S.M.F. El-Rei Dom Carlos I de Portugal foi um cientista de renome mundial, uma vez que foi o grande impulsionador do estudo científico do Mar, pelo que é apontado como o responsável pela fundação das ciências oceanográficas em Portugal. Mas era um cientista natural completo, pois consagrou-se com os seus trabalhos na área acima referida, mas também, se destacou na da Ornitologia e foi ainda organizador do Serviço Meteorológico dos Açores.

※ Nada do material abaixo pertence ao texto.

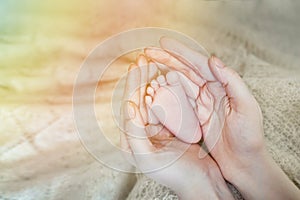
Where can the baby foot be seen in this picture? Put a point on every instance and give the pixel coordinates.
(168, 102)
(200, 99)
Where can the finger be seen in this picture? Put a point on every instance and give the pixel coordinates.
(152, 72)
(143, 65)
(131, 92)
(165, 58)
(135, 129)
(188, 56)
(235, 88)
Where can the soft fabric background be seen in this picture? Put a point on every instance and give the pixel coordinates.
(43, 43)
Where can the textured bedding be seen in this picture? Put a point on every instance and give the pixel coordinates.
(41, 156)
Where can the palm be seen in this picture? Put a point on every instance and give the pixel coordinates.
(231, 136)
(231, 124)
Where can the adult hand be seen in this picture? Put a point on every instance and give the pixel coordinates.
(170, 162)
(231, 121)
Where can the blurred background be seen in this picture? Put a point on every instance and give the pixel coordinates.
(43, 44)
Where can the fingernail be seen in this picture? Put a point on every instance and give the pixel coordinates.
(130, 110)
(218, 62)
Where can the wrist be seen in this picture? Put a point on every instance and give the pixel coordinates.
(264, 180)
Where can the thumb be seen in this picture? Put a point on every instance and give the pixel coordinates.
(235, 88)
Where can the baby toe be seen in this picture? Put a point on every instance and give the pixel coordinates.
(172, 78)
(161, 80)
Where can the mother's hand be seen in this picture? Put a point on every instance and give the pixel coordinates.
(230, 116)
(169, 161)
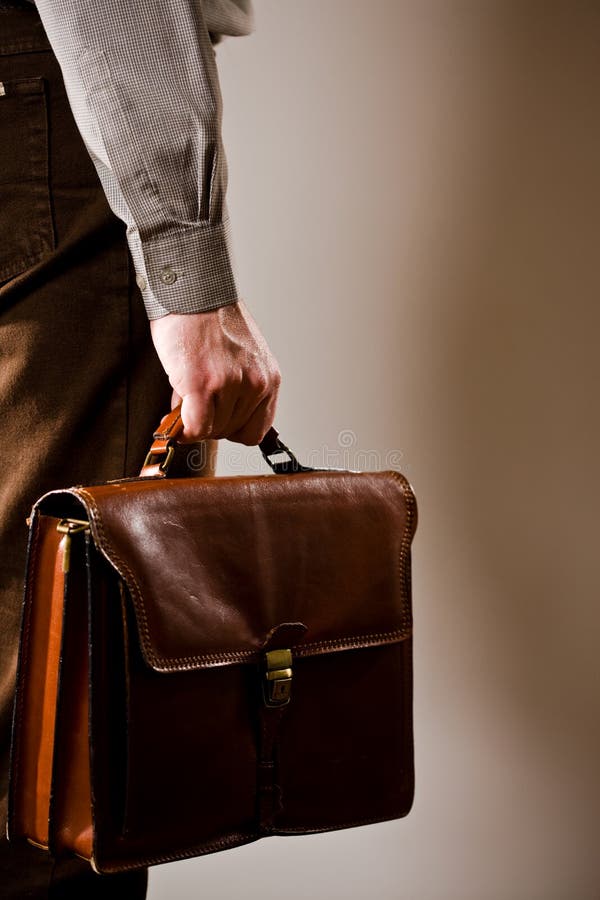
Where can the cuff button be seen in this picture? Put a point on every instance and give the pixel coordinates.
(168, 276)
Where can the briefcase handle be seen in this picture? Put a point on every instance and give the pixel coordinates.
(156, 464)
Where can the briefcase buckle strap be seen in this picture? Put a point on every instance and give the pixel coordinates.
(277, 686)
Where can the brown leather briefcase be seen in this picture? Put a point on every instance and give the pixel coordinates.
(205, 662)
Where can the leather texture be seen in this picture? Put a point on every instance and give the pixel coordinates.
(160, 741)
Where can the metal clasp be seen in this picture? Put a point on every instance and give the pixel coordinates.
(277, 686)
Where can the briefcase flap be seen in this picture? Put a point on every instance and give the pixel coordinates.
(215, 565)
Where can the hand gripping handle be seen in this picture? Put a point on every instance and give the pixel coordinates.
(158, 460)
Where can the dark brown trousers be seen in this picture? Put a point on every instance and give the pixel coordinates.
(81, 388)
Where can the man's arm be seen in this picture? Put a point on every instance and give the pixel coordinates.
(142, 83)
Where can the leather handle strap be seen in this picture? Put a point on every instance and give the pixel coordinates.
(162, 449)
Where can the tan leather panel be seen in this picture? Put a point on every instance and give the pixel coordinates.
(72, 808)
(42, 641)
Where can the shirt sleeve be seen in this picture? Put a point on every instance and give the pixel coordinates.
(142, 83)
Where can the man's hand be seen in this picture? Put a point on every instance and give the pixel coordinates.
(222, 370)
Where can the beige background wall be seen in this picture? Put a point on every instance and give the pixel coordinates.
(415, 194)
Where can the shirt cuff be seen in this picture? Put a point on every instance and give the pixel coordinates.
(188, 270)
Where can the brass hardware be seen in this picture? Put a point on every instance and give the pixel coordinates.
(164, 465)
(277, 686)
(69, 527)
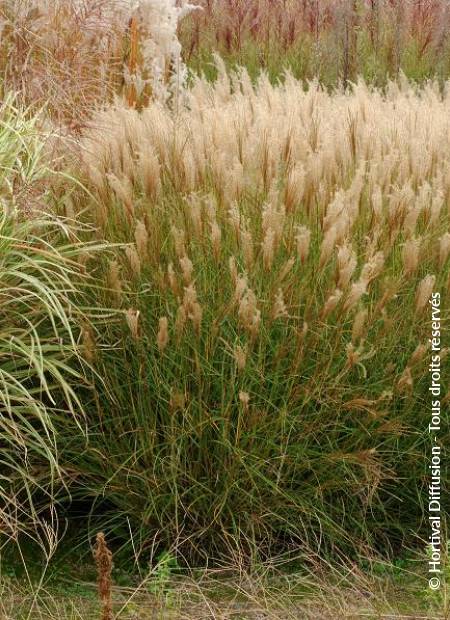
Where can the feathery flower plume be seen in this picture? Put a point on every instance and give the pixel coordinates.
(279, 308)
(240, 356)
(359, 325)
(141, 239)
(134, 260)
(444, 249)
(331, 303)
(187, 269)
(303, 239)
(103, 560)
(132, 317)
(162, 338)
(410, 255)
(424, 291)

A sua actividade científica notabilizou-O e granjeou-Lhe múltiplos prémios e reconhecimento mundial – como aquela Sessão Solene no Museu de História Natural de Paris, em 1905, onde os mais eminentes cientistas da época o consagraram como Homem de Ciência. Era Presidente de Honra da Sociedade de Oceanografia do Golfo da Gasconha – onde umas das salas do Museu foi baptizada de Charles I -, Sócio do Museu Natural de Paris, Sócio honorário da Sociedade Zoológica de Londres, Sócio honorário da Sociedade Imperial e Real de Geografia de Viena da Áustria, etc.  Recebeu o máximo possível de quatro Grands-Prix na Exposição Internacional de Milão, em 1906, e uma Medalha de Ouro com que, na História da Ciência, só mais três Países foram distinguidos. No importante Museu Oceanográfico do Mónaco, SAS o Príncipe Alberto I do Mónaco, o fundador da Oceanografia Moderna, e companheiro do monarca português nalgumas lides oceanográficas, deu o nome a uma Sala de D. Carlos I.º Re de Portogallo.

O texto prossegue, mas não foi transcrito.